This October, I gave a talk at HashiConf 2018 where I shared 5 key lessons we learned at Gruntwork while creating and maintaining a library of over 300,000 lines of infrastructure code that’s used in production by hundreds of companies. In this blog post, I’ll share with you the video and slides from the talk, as well as a condensed, written version of the 5 key lessons.
Although the industry is full of cutting-edge buzzwords—Kubernetes, microservices, service meshes, immutable infrastructure, big data, data lakes, etc—the reality is that when you’re knee deep in building infrastructure, it doesn’t feel cutting edge.
To me, DevOps feels more like this:
Building production-grade infrastructure is hard. And stressful. And time consuming. Very time consuming.

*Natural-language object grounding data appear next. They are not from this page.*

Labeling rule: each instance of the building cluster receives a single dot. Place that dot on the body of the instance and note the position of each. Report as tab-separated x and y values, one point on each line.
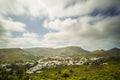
51	62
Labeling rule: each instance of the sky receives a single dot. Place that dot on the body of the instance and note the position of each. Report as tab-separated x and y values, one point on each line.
90	24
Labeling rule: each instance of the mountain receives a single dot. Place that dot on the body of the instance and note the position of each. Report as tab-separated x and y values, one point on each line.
105	53
68	51
71	50
11	55
40	51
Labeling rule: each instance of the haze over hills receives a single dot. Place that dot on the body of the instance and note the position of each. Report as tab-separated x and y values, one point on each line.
21	55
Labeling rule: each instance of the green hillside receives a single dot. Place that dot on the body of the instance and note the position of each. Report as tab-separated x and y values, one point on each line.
12	55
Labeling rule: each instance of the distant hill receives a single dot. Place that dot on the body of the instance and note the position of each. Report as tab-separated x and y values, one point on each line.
21	55
72	50
12	55
68	51
104	53
40	51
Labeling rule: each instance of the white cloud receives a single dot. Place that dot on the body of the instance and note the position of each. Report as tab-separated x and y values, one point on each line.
102	33
54	8
12	26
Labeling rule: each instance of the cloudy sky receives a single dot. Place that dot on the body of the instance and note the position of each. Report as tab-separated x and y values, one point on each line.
90	24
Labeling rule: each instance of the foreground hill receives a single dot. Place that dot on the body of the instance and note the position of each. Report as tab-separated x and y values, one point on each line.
11	55
22	55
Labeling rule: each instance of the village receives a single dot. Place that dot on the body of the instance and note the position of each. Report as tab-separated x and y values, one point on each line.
51	62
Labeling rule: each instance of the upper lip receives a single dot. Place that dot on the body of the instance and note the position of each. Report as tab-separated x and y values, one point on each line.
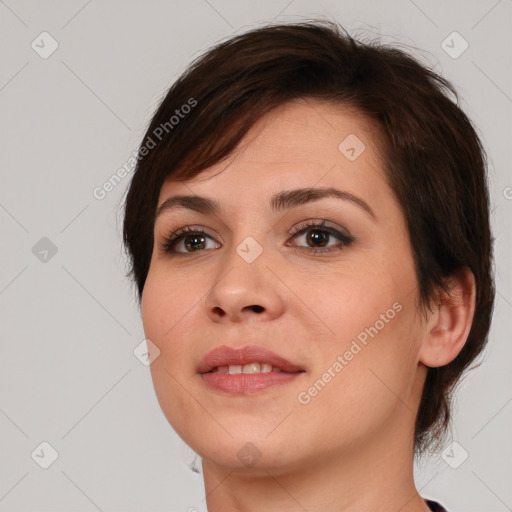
225	356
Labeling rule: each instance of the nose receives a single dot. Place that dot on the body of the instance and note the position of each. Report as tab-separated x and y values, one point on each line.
243	291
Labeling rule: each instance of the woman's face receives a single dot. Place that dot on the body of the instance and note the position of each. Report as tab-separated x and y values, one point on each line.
339	301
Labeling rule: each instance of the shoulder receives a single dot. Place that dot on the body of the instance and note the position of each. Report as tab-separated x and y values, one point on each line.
434	506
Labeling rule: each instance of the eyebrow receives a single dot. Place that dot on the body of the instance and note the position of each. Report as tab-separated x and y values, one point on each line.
284	200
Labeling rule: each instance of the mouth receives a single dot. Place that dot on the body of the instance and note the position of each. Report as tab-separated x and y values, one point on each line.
249	368
246	370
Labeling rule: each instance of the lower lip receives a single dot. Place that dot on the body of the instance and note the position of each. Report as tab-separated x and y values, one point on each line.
247	383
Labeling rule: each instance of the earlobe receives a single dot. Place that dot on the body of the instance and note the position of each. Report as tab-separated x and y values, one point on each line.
448	326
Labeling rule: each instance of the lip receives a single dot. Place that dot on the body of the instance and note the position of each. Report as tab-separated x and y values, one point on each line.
245	383
225	356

Here’s roughly how long you should expect your next infrastructure project to take, based on empirical data we’ve gathered while working with hundreds of different companies:
DevOps projects always take way longer than you expect. Always. Why is that?
Well, the first reason is Yak Shaving, as perfectly illustrated in this clip from Malcolm in the Middle:
The second reason is that building production-grade infrastructure (as in, the type of infrastructure you’d bet your company on) involves a thousand little details. The vast majority of developers don’t know what those details are, so when you’re estimating a project, you usually forget about number of critical—and time consuming—details.

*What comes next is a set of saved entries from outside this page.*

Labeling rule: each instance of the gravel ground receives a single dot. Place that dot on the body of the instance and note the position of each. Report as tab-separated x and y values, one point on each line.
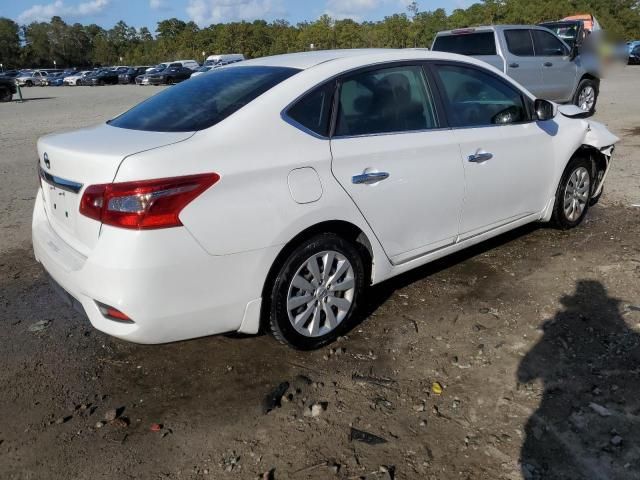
519	358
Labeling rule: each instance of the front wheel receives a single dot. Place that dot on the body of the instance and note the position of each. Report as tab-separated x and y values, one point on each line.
586	96
574	194
315	294
5	95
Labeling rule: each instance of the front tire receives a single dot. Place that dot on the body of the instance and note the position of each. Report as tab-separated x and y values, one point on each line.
5	95
315	294
573	196
586	96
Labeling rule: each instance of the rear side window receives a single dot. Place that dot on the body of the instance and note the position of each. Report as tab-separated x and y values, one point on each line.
482	43
519	42
388	100
475	98
203	101
313	111
548	45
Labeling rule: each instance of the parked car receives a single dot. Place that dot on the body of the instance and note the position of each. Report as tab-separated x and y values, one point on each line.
7	88
201	70
130	75
144	79
223	59
534	56
32	78
169	76
190	64
103	77
53	80
634	56
298	210
74	80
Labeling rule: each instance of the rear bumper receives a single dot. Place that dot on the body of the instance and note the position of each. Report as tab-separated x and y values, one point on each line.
163	280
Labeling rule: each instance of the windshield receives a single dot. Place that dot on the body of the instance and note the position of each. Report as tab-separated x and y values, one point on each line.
481	43
566	31
202	101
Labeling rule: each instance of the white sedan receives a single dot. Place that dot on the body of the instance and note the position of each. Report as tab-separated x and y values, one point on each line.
271	193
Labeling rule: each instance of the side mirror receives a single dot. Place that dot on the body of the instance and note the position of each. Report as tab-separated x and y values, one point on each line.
545	110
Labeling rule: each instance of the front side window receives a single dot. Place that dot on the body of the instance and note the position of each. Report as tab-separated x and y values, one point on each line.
547	45
313	111
519	42
203	101
476	98
388	100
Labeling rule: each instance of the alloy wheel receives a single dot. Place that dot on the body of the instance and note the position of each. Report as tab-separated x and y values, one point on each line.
321	294
587	98
576	194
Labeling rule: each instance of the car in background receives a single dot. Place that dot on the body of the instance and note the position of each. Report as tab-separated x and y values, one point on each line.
203	69
169	76
103	77
156	250
32	78
144	79
130	75
190	64
532	55
223	59
75	80
7	88
634	56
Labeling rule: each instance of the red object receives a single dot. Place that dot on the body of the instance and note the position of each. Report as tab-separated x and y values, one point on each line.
113	313
148	204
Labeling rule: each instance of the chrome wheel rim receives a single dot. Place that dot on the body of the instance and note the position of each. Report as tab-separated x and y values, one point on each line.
576	194
587	98
321	294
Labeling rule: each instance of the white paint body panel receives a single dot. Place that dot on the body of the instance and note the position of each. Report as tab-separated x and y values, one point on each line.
207	277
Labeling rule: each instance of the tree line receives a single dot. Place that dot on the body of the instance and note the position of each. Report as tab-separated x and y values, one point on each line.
39	44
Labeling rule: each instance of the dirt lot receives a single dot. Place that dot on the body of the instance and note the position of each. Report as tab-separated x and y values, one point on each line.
534	339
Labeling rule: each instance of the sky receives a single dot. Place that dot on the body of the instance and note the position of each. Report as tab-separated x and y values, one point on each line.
140	13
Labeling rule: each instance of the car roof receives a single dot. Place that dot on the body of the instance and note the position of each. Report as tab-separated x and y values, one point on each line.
305	60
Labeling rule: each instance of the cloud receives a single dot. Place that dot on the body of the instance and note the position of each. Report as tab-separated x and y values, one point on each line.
356	9
159	5
205	12
41	13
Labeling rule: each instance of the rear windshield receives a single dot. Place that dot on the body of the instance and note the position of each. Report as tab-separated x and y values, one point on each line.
481	43
202	101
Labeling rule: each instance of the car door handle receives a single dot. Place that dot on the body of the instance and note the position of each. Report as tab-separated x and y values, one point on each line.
369	178
480	157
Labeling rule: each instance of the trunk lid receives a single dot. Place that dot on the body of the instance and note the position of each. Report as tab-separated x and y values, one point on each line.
70	162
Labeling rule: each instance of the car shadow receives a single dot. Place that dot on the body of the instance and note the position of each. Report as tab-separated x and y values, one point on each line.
32	99
588	360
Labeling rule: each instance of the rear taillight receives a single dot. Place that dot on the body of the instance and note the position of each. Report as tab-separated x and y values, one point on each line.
146	204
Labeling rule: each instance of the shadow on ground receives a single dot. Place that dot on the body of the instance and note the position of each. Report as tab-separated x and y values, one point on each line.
588	359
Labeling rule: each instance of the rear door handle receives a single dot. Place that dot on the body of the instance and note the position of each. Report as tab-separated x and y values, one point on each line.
369	178
480	157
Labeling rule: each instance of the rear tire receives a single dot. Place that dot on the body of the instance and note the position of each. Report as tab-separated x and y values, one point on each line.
586	96
315	293
573	196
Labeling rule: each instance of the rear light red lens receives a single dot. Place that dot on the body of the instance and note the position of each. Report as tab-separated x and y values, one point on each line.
113	313
144	205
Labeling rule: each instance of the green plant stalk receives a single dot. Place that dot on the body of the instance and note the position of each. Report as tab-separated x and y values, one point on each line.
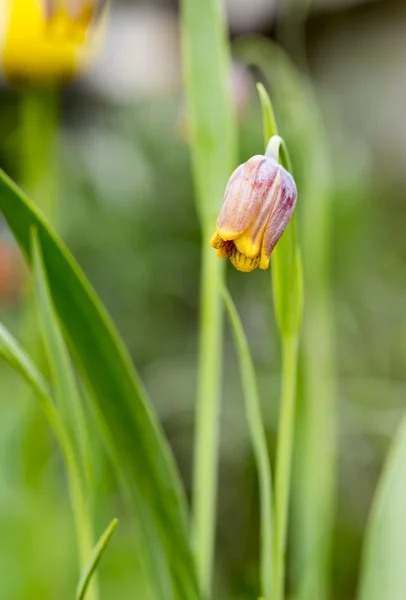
213	142
39	120
288	297
94	560
284	453
258	439
207	418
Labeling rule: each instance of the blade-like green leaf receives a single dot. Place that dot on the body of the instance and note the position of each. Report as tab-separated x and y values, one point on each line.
14	355
315	438
213	143
70	409
94	560
11	351
258	439
63	379
383	573
132	433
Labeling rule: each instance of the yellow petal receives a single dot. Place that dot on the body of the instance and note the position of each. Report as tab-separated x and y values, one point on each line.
39	47
216	241
243	263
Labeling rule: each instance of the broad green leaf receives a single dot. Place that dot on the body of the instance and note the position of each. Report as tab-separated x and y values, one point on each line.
94	560
134	438
12	352
383	573
210	108
69	405
212	133
286	263
300	120
258	440
15	356
63	379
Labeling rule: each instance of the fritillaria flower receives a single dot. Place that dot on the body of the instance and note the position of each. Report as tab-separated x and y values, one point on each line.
47	39
258	203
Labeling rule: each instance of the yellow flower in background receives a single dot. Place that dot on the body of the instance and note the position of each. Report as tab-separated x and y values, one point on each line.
258	204
46	39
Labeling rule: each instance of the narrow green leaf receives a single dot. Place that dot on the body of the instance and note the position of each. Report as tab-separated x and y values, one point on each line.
137	445
69	404
63	379
210	107
286	261
383	573
15	356
94	560
288	290
213	143
315	439
258	440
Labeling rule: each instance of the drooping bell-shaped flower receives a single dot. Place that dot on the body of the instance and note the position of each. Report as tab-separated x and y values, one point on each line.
46	40
258	203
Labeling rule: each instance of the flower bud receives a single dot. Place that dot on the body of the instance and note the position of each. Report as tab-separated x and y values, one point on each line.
258	203
46	39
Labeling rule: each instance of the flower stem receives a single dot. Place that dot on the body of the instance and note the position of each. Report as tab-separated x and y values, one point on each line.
284	456
207	415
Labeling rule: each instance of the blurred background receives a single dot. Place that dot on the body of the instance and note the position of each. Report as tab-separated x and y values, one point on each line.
126	210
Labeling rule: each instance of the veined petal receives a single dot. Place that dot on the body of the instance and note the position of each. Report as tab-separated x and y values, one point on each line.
251	241
280	216
246	191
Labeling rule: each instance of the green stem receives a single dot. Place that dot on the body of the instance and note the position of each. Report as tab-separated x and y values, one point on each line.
258	439
39	117
207	415
284	456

To avoid this issue, every time you go to work on a new piece of infrastructure, go through the following checklist:
Not every single piece of infrastructure needs every single item on the list, but you should consciously and explicitly document which items you’ve implemented, which ones you’ve decided to skip, and why.
As of 2018, here are the primary tools we use at Gruntwork to build and manage infrastructure:
- Terraform: We use Terraform to provision all the basic infrastructure, including networking, load balancers, databases, users, permissions, and all of our servers.
- Packer: We use Packer to define and build the virtual machine images we run on top of our servers.
- Docker: Some of our servers form clusters where we run applications as Docker containers. The main Docker cluster tools we use are Kubernetes, ECS, and Fargate.
Now, all of these tools are useful, but that’s not the real lesson here. The real lesson is that tools, by themselves, are not enough. You also need to change your team’s behavior.
In particular, the best tools in the world will not help your team one bit if your team isn’t bought into using those tools or if your team doesn’t have enough time to learn use those tools. Therefore, the key takeaway is that using infrastructure as code is an investment: there’s an up-front cost to get going, but if you invest wisely, you’ll earn big dividends over the long-term.
Infrastructure as code newbies often define all of their infrastructure for all of their environments (dev, stage, prod, etc) in a single file or single set of files that are deployed as a unit. This is a Bad Idea.
Here are just a few of the downsides:
- Slow: If all your infrastructure is defined in one place, running any command will take a long time. We’ve seen companies where
terraform plantakes 5–6 minutes to run!
- Insecure: If all your infrastructure is managed together, then to change anything you need permissions to access everything. That means that almost every user has to be an admin, which is another Bad Idea.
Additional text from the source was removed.